PIEDE PIATTO NEL BAMBINO: cosa fare e come riconoscerlo

Tutti i neonati nascono con piedi piatti, un normale aspetto del loro sviluppo fisico. Nel corso della fase di accrescimento il bambino, mentre sta imparando a camminare, ha bisogno di una base di appoggio più ampia, pertanto in questa fase il piede piatto offre un vantaggio e non è da considerare patologico.

Solitamente, entro l’età di 8-12 anni, l’arco del piede si sviluppa naturalmente, assumendo la sua forma curva caratteristica con la crescita del bambino.

Cosa si intende con il termine “piede piatto”?

Il nostro piede presenta, sul bordo interno, una zona rialzata che prende il nome di “volta plantare mediale” o “volta longitudinale interna”. In situazione di normalità, questa parte non appoggia al suolo, ma ha la forma di un arco che permette la corretta distribuzione del peso del corpo sul piede.
Per piede piatto si intende una malformazione anatomica caratterizzata da un evidente appianamento, totale o parziale, della volta plantare mediale. Conosciuta anche come “Sindrome Pronatoria”, questa patologia è associata al valgismo del retro piede, o “piede piatto valgo”. In questo caso il calcagno, osservato da dietro nel soggetto in piedi, è rivolto verso l’esterno. Talvolta, si può accompagnare a un avampiede abdotto, cioè rivolto verso l’esterno, e a brevità del tendine d’Achille.

Quali sono i sintomi?

In genere, la presenza di piedi piatti non è associata a sintomi particolari. Più comunemente i pazienti lamentano un senso di pesantezza o di facile affaticamento nel compiere i gesti quotidiani. L’alterazione del corretto appoggio a terra del piede e, conseguentemente, la diversa distribuzione del peso sulla pianta, può però essere causa di dolore ai piedi, caviglie, ginocchia, sviluppo di patologie secondarie, della caviglia, iperpronazione (eccessiva rotazione del piede verso l’interno) e problemi posturali.
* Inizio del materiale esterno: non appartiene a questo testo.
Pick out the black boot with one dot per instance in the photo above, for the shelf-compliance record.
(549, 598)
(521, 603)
A che età il piede diventa “adulto”?

Nella prima fase della deambulazione, dai 10 mesi di vita fino ai 3-4 anni, il bambino ha un valgismo di 12-15 gradi, che poi si stabilizzerà a 5-7 gradi solo dopo i 5-6 anni. Fino ad allora si possono osservare casi di bambini che camminano appoggiando i piedi intraruotati o in punta, ma quasi sempre si tratta di fenomeni transitori destinati ad evolvere favorevolmente nel corso dell’accrescimento. Tra gli 8 e i 12 anni il piede inizia progressivamente ad assumere l’aspetto del piede dell’adulto. A partire da quell’età, è possibile stabilire se il bambino avrà il piede piatto anche una volta giunto a fine crescita.

Quando è necessaria una visita specialistica per il piede piatto nei bambini?

La conformazione plantare è destinata a cambiare nel corso dello sviluppo fisiologico. È importante, per i piccoli pazienti, effettuare una prima visita ortopedica di controllo intorno ai 6 anni di età per accertarsi che il bambino appoggi correttamente i piedi durante la deambulazione e verificare che non vi sia la presenza di una vera e propria patologia.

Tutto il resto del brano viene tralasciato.